The serene symmetry of Holiday’s artwork accurately captures the atmosphere that Port St. Willow attempt to cultivate on their debut record. It’s awash with ambient textures, steeped in a glistening beauty that mirrors the elegance of Nick Principe’s voice. His lyrics are affecting, eye-level portraits depicting love, loss and familial strain, and they are constantly fraught with feelings of loneliness. Holiday is solitary, isolated like the image of the island that accompanies it. Notwithstanding a certain monotone beauty, there isn’t a lot to smile about here, though sunlight gleams through the fog on occasion.
Holiday makes very effective use of space; each song is an interlude unto itself, transitioning into the next in a way feels natural and justified. There aren’t many surprises on this album, neither are there any glaring faults. Everything is settled, locked in, fine-tuned for a specific function. On “Amawalk”, Principe’s falsetto scrapes the sky as he wails out over gently rolling drums and somber horns. If it reminds you of the Antlers, there’s a good reason for that: Nick Principe and Peter Silberman are childhood friends. Port St. Willow never crosses over into this territory entirely, but it’s an obvious influence throughout. Ethereal acts like Cocteau Twins and Slowdive have also left their marks.
With the exception of the trumpet and French horn, Port St. Willow is entirely Principe at work, and his talent as a drummer is not to be overlooked. “Tourist” is perhaps the best example of this, in which he makes use of every part of his kit to generate a heavily involving beat, while the squall really forces you to listen hard for the redolent lyrics: “Slow down/The roots are showing/And you’re no orphan.”
If you’re partial to the aura that Holiday is continuously emanating, then you may also be willing to overlook the fact that a few tracks blend into one another a little bit too well. “On Your Side” and “Orphan” use almost identical timbres, and it’s noticeable upon the first listen. This isn’t to say that either track isn’t enjoyable, the record’s sense of continuity and overarching premise do much to ameliorate this fact. Yet you may be left wondering if there are too few ideas on Holiday to be adequately spread across 55 minutes.

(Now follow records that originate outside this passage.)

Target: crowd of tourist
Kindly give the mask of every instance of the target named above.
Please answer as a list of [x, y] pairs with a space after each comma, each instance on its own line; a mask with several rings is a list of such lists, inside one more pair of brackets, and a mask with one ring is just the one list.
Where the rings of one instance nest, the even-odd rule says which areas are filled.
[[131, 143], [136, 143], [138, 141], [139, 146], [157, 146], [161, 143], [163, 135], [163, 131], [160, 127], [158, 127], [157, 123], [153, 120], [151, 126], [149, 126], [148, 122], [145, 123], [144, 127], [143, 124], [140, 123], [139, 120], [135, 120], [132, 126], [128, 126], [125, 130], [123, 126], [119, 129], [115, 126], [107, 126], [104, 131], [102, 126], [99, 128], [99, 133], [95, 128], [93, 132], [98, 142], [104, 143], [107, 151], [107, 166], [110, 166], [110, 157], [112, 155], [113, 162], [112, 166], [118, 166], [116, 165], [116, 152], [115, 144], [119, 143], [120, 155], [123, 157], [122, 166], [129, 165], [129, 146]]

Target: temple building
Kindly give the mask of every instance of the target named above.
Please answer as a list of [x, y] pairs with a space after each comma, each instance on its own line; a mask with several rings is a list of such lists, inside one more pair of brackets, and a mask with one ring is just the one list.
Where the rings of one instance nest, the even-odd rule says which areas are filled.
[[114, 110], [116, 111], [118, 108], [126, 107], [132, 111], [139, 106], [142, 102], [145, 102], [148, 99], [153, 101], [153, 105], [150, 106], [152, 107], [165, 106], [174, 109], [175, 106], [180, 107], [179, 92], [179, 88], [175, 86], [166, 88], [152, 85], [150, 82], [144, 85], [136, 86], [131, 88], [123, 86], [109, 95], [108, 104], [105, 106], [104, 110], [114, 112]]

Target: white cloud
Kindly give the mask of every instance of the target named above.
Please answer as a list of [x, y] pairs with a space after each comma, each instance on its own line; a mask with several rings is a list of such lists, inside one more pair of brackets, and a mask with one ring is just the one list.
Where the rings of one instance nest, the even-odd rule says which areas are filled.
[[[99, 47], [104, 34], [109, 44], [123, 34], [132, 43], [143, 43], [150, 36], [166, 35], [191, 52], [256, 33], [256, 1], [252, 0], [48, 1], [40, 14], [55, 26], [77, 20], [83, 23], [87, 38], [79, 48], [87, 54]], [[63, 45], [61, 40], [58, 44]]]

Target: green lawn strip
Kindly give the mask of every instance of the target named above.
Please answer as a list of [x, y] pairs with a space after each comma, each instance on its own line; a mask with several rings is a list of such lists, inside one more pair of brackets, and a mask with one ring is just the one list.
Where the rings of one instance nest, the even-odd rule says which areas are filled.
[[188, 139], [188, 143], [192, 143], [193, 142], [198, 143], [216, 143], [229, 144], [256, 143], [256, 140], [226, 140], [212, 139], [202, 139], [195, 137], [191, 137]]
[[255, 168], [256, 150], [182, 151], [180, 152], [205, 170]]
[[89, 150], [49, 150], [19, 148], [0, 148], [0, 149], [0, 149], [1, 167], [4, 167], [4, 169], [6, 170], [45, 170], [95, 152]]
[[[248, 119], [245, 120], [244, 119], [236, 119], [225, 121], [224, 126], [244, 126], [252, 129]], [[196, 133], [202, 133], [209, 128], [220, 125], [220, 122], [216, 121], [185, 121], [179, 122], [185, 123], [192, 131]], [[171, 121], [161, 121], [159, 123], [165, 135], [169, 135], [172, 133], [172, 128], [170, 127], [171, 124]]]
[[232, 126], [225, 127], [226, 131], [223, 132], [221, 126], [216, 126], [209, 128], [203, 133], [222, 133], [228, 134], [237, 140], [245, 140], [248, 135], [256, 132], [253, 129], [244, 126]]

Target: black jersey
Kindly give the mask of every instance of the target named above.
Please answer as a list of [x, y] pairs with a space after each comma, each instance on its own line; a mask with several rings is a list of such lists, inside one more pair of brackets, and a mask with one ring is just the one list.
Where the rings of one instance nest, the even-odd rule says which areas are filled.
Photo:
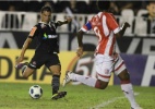
[[36, 51], [59, 52], [57, 26], [58, 24], [53, 22], [49, 24], [39, 22], [32, 28], [28, 37], [37, 39]]

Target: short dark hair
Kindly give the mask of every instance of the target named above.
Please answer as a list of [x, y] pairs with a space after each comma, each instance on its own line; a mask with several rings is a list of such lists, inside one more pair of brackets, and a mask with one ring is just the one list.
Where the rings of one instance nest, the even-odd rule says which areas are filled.
[[43, 13], [44, 11], [51, 12], [51, 8], [50, 8], [49, 5], [44, 5], [44, 7], [40, 9], [40, 12]]
[[96, 5], [100, 11], [108, 10], [110, 8], [110, 0], [97, 0]]

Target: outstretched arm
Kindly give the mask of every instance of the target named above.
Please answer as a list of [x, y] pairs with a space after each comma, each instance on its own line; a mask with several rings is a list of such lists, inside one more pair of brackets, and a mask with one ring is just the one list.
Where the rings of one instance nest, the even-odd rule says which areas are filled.
[[72, 21], [72, 17], [67, 17], [64, 21], [57, 21], [58, 26], [61, 26], [63, 24], [68, 24]]
[[122, 26], [121, 29], [119, 31], [119, 33], [116, 34], [117, 37], [122, 37], [126, 29], [130, 27], [130, 24], [128, 22], [126, 22]]
[[76, 56], [81, 57], [83, 55], [83, 34], [84, 32], [81, 29], [78, 32], [76, 36], [78, 36], [78, 44], [79, 44], [79, 48], [76, 50]]

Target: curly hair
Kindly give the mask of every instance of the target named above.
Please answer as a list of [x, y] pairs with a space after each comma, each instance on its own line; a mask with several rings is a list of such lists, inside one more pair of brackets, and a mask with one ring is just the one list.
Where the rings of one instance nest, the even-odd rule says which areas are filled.
[[96, 5], [100, 11], [108, 10], [110, 8], [110, 0], [97, 0]]
[[51, 8], [49, 5], [45, 5], [40, 9], [40, 12], [43, 13], [44, 11], [47, 11], [47, 12], [51, 12]]

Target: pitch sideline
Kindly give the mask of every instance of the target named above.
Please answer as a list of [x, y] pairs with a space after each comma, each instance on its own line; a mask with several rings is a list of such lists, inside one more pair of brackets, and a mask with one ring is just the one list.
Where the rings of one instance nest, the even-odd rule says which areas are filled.
[[[134, 93], [135, 96], [138, 96], [139, 94], [140, 94], [140, 93]], [[109, 100], [107, 100], [107, 101], [105, 101], [105, 102], [103, 102], [103, 104], [99, 104], [99, 105], [97, 105], [97, 106], [91, 107], [90, 109], [104, 108], [104, 107], [108, 106], [109, 104], [115, 102], [116, 100], [122, 99], [122, 98], [126, 98], [126, 96], [123, 96], [123, 97], [115, 97], [115, 98], [109, 99]]]

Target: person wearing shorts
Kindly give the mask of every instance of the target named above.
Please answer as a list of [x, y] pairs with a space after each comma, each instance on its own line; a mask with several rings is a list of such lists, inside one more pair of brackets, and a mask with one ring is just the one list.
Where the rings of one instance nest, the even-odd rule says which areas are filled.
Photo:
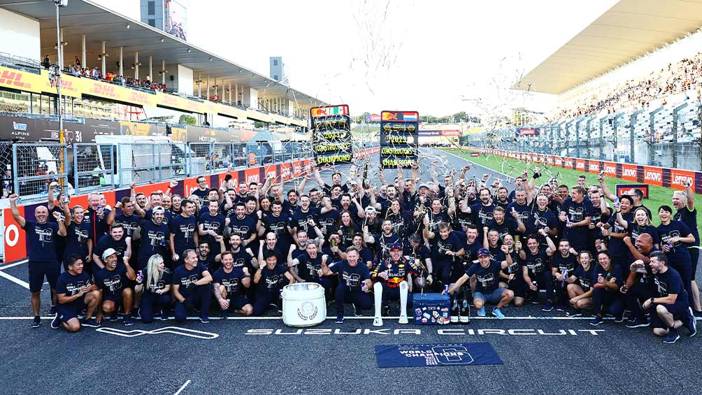
[[465, 270], [465, 274], [448, 290], [448, 293], [453, 293], [468, 281], [471, 276], [475, 275], [477, 283], [475, 285], [475, 294], [473, 295], [473, 304], [477, 309], [479, 316], [485, 316], [485, 304], [491, 303], [495, 304], [492, 315], [503, 319], [505, 316], [500, 309], [515, 297], [513, 291], [499, 287], [500, 272], [512, 265], [512, 257], [508, 253], [507, 246], [503, 246], [502, 250], [505, 253], [506, 259], [498, 262], [490, 257], [490, 251], [487, 248], [480, 248], [478, 250], [479, 265], [471, 265]]
[[242, 293], [242, 288], [249, 288], [251, 276], [246, 267], [234, 267], [234, 254], [222, 253], [222, 267], [212, 274], [213, 292], [223, 314], [229, 312], [244, 316], [253, 312], [253, 307]]
[[654, 334], [665, 336], [663, 342], [670, 344], [680, 338], [678, 328], [685, 326], [689, 337], [694, 336], [697, 329], [682, 277], [668, 262], [661, 251], [651, 254], [649, 267], [644, 269], [654, 274], [654, 297], [644, 302], [643, 307], [649, 312]]
[[[48, 222], [48, 209], [44, 206], [38, 206], [34, 209], [36, 221], [25, 220], [20, 215], [17, 207], [17, 199], [19, 198], [17, 194], [10, 195], [10, 209], [15, 221], [27, 233], [27, 267], [29, 272], [29, 292], [32, 293], [30, 300], [32, 312], [34, 314], [32, 328], [39, 328], [41, 323], [41, 292], [44, 277], [48, 281], [51, 298], [55, 304], [56, 280], [61, 272], [56, 256], [56, 236], [66, 236], [66, 227], [63, 221], [59, 220], [60, 214], [58, 212], [53, 213], [57, 222]], [[52, 312], [55, 314], [53, 308]]]
[[[113, 248], [103, 251], [105, 267], [95, 274], [95, 283], [100, 290], [102, 314], [110, 314], [110, 321], [117, 321], [117, 312], [121, 306], [124, 325], [131, 326], [134, 324], [131, 315], [134, 292], [130, 284], [136, 279], [136, 273], [129, 266], [129, 258], [124, 257], [123, 260], [123, 262], [117, 262], [117, 252]], [[102, 316], [98, 315], [98, 318]]]
[[[70, 255], [64, 260], [68, 269], [56, 280], [56, 297], [58, 301], [56, 316], [51, 321], [51, 328], [62, 327], [69, 332], [78, 332], [81, 326], [100, 327], [92, 319], [93, 312], [100, 303], [100, 290], [91, 283], [90, 276], [84, 272], [83, 257]], [[86, 309], [85, 318], [78, 315]]]

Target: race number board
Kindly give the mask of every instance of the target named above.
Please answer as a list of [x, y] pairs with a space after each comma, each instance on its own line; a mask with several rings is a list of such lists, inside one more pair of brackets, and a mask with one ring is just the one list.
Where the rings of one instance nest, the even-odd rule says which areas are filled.
[[310, 109], [312, 146], [317, 166], [350, 163], [353, 158], [349, 106]]
[[410, 168], [417, 161], [419, 113], [383, 111], [380, 113], [380, 166]]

It becomes clear that Principe is very involved in these songs. When he howls out on “Five Five Two Five”, it sounds like he’s on the verge of tears. “Put the Armor on the Mantle” is exactly as it sounds, commencing with a minute of silence before a resigned melody creeps into the darkened landscape, alone and without contrast. Principe’s immediate environment has nothing to offer him as consolation, hope is the only positive. Closing number “Consumed” brings a little more to the table, pairing skittering cymbals and rim shots with lovely, coiling guitars and supple keyboards. For an album that seems to almost enjoy getting down on itself, it’s a surprisingly optimistic conclusion.
Principe is the beating heart at the center of this project. His quintessence can be found within these songs, each a cryptic puzzle just waiting to be dissected. There’s the sense that he’s holding himself back a little, either scared to allow his music to become an entirely personal vehicle, or lacking the confidence to expand into other frontiers. There’s plenty of time for growth, though. More variety would help his cause, but Holiday is a graceful, emotionally affluent debut.